The case focuses on a group of faith-based pregnancy centers known as First Choice Women’s Resource Centers, which alleged that the state of New Jersey was chilling their rights to free association by requesting information about their donors.
The group sued under a law known as 42 U.S.C. Section 1983, which allows entities to sue governments over alleged violations of civil rights. New Jersey has attempted to argue that First Choice’s fears were speculative and the organization therefore didn’t have the type of injury that would provide a legal basis for suing in court.

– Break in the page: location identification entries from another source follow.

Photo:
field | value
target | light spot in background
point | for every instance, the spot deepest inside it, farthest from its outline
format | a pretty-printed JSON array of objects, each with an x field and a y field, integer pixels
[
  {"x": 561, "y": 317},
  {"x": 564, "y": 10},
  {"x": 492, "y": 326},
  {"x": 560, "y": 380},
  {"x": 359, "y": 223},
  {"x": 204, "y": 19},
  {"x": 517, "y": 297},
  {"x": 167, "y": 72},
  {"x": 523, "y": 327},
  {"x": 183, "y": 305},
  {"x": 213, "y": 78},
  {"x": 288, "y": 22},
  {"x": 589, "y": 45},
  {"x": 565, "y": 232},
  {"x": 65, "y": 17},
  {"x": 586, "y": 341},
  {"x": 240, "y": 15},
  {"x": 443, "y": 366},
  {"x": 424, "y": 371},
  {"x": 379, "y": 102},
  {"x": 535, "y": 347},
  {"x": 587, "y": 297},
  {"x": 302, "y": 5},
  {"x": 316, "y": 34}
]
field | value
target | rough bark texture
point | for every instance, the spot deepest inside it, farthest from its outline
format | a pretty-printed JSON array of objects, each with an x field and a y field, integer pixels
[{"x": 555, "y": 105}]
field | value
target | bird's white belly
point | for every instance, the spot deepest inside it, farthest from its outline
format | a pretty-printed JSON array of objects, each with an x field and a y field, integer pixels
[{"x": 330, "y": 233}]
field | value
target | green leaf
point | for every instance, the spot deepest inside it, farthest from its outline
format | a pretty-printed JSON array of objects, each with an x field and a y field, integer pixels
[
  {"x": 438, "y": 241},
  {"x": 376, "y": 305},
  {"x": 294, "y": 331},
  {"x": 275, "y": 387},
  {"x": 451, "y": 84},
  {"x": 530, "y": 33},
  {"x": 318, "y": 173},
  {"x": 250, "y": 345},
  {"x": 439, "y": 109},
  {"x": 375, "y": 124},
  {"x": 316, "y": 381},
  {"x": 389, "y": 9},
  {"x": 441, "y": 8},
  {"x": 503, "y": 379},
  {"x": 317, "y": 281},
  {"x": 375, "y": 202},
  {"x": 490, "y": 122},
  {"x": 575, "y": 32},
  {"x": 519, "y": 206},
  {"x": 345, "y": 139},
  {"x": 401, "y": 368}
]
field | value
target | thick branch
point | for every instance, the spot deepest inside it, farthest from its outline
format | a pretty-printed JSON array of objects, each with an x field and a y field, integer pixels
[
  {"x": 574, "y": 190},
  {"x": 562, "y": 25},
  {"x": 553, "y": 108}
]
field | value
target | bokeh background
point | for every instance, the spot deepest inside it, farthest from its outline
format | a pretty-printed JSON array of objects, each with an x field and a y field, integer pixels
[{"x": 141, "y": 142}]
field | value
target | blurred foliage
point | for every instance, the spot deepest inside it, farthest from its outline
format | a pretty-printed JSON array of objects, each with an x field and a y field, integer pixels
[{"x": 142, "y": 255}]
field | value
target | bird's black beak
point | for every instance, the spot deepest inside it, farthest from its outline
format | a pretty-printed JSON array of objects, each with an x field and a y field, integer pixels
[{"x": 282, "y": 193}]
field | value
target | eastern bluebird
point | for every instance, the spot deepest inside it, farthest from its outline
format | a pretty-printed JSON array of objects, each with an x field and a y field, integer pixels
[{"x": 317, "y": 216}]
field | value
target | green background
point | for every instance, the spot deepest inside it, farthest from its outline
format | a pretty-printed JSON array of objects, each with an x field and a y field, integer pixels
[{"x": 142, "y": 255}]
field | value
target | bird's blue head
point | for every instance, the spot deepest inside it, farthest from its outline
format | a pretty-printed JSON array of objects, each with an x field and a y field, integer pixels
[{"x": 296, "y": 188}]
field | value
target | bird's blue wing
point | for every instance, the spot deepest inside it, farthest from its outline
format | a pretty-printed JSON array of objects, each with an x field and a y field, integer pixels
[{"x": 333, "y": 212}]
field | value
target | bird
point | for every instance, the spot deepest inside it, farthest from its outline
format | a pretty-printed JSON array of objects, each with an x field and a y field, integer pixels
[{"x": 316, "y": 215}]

Sundeep Iyer, an attorney with the state of New Jersey, told the justices that the state didn’t intend to release donor information to the public. Rather, he said, the state simply sought to use the information in determining whether First Choice had misled people in violation of the law. The subpoena came as part of a broader effort by the state, which accused pregnancy centers of misleading the public.

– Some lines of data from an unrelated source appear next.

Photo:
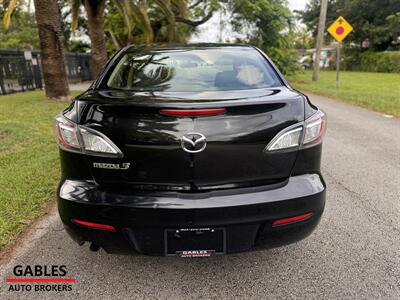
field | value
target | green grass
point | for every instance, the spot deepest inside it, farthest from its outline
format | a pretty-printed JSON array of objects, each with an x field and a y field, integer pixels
[
  {"x": 29, "y": 167},
  {"x": 375, "y": 91}
]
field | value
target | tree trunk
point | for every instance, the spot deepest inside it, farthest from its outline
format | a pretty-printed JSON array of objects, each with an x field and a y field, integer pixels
[
  {"x": 95, "y": 13},
  {"x": 52, "y": 50}
]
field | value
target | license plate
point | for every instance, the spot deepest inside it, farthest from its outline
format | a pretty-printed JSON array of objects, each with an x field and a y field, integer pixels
[{"x": 195, "y": 242}]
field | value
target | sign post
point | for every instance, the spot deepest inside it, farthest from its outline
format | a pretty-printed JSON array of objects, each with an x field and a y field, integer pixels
[
  {"x": 337, "y": 63},
  {"x": 339, "y": 30}
]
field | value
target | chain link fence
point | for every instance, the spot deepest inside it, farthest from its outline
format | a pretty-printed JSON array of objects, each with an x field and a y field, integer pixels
[{"x": 21, "y": 70}]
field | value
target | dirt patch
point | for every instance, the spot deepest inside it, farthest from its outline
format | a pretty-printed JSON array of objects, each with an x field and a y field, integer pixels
[{"x": 8, "y": 252}]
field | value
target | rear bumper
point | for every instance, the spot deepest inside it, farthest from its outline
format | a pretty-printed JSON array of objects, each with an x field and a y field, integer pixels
[{"x": 141, "y": 218}]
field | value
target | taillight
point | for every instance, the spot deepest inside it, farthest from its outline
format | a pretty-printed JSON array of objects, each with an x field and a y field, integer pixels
[
  {"x": 303, "y": 134},
  {"x": 66, "y": 133},
  {"x": 76, "y": 138},
  {"x": 314, "y": 128}
]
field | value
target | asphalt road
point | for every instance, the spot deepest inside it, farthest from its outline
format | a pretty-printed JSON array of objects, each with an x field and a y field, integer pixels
[{"x": 354, "y": 253}]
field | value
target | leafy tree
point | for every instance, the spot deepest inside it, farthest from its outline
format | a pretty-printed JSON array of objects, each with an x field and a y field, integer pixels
[
  {"x": 377, "y": 21},
  {"x": 267, "y": 24},
  {"x": 148, "y": 21}
]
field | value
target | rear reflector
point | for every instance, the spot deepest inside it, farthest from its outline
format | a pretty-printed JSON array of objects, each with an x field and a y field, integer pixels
[
  {"x": 193, "y": 112},
  {"x": 286, "y": 221},
  {"x": 95, "y": 225}
]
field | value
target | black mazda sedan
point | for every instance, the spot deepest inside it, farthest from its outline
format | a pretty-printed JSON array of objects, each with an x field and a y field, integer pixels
[{"x": 190, "y": 150}]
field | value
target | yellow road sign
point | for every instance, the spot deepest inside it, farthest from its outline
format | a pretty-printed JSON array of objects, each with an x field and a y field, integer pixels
[{"x": 340, "y": 29}]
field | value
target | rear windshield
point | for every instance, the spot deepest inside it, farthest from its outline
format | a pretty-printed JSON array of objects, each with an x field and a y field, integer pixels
[{"x": 189, "y": 70}]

But during oral argument, Justices Brett Kavanaugh and Elena Kagan suggested that a “common sense” view of the subpoena would indicate a chilling effect on the donors.
“I’m an ordinary person, and I think, ‘Okay, these subpoenas—they’re pretty regularly issued, and maybe this one will be denied, but, you know, maybe it won’t, and ... I’m fearful of that, I don’t want my name being given. So why isn’t that enough?” Kagan asked.
Other justices asked questions that indicated that they were skeptical that First Choice had suffered the kind of injury that would give it a legal basis for challenging New Jersey’s subpoena.
New Jersey Attorney General Matthew Platkin had argued that the subpoena itself was non-self-executing and therefore hadn’t yet inflicted any harm.
Both Chief Justice John Roberts and Justice Ketanji Brown Jackson suggested that more needed to happen in the lawsuit in order for them to challenge the subpoena in court.
Roberts, for example, suggested that First Choice would first need to face some kind of legal penalty.
Erin Hawley, an attorney with Alliance Defending Freedom and representing First Choice, argued that the subpoena was mandatory and its mere issuance chilled the organization’s rights.
Justice Clarence Thomas questioned what the subpoena had forced First Choice to do.
Thomas also pressed Iyer on the basis for the subpoena. After Iyer acknowledged that the state hadn’t received any complaints about First Choice, Thomas repeatedly suggested the state had no basis to think that First Choice was engaged in wrongdoing.
Iyer maintained that authorities could bring an investigation based on suspicions outside of complaints. He also told Thomas that the subpoena was different from a mere request in that it gave the state a predicate to go into court.
At one point, Kagan pressed Iyer on the nature of the subpoena and why it treated it as non-self-executing.
Wouldn’t they want their subpoenas to be self-executing? she asked.
In speaking with Hawley, Justice Amy Coney Barrett said she was sympathetic to the idea that the mere issuance of the subpoena carried some kind of consequence for First Choice but suggested that she needed to give some weight to the idea that the subpoena was non-self-executing.
Federal judges have repeatedly dismissed First Choice’s claims on the basis that the judges saw the lawsuit as not ready for adjudication.
One of the federal court’s dismissals said the case wasn’t ready for adjudication because a state court judge hadn’t yet threatened contempt for not complying with the subpoena.
The U.S. Court of Appeals for the Third Circuit said the state court could also handle First Choice’s constitutional claims and, therefore, they didn’t need to be raised in federal court.
First Choice has argued that this is incorrect and that it shouldn’t have to wait for a state ruling to bring a challenge under Section 1983, a federal law over which federal courts have jurisdiction.
That law was also the subject of a Supreme Court decision earlier this year involving Planned Parenthood and is expected to come up in another case on Dec. 3.
Justice Sonia Sotomayor seemed skeptical of First Choice’s case, suggesting that its legal theory was lowering standards for the types of lawsuits that could be brought.
Jackson, meanwhile, seemed to give weight to First Choice’s argument that it should be able to bring the case in federal court.
First Choice previously told the Supreme Court that this created a “Catch-22” because of a legal doctrine known as res judicata, which prevents the relitigation of an issue that was already decided by another court.
“Once a state court adjudicates First Choice’s federal constitutional claims, res judicata will almost certainly bar First Choice from ever having those claims decided by a federal court,” the group said in a briefing to the Supreme Court.
During oral argument, Jackson asked Iyer, “I mean, you’ve sort of made it impossible for them to make their claim in federal court, right?”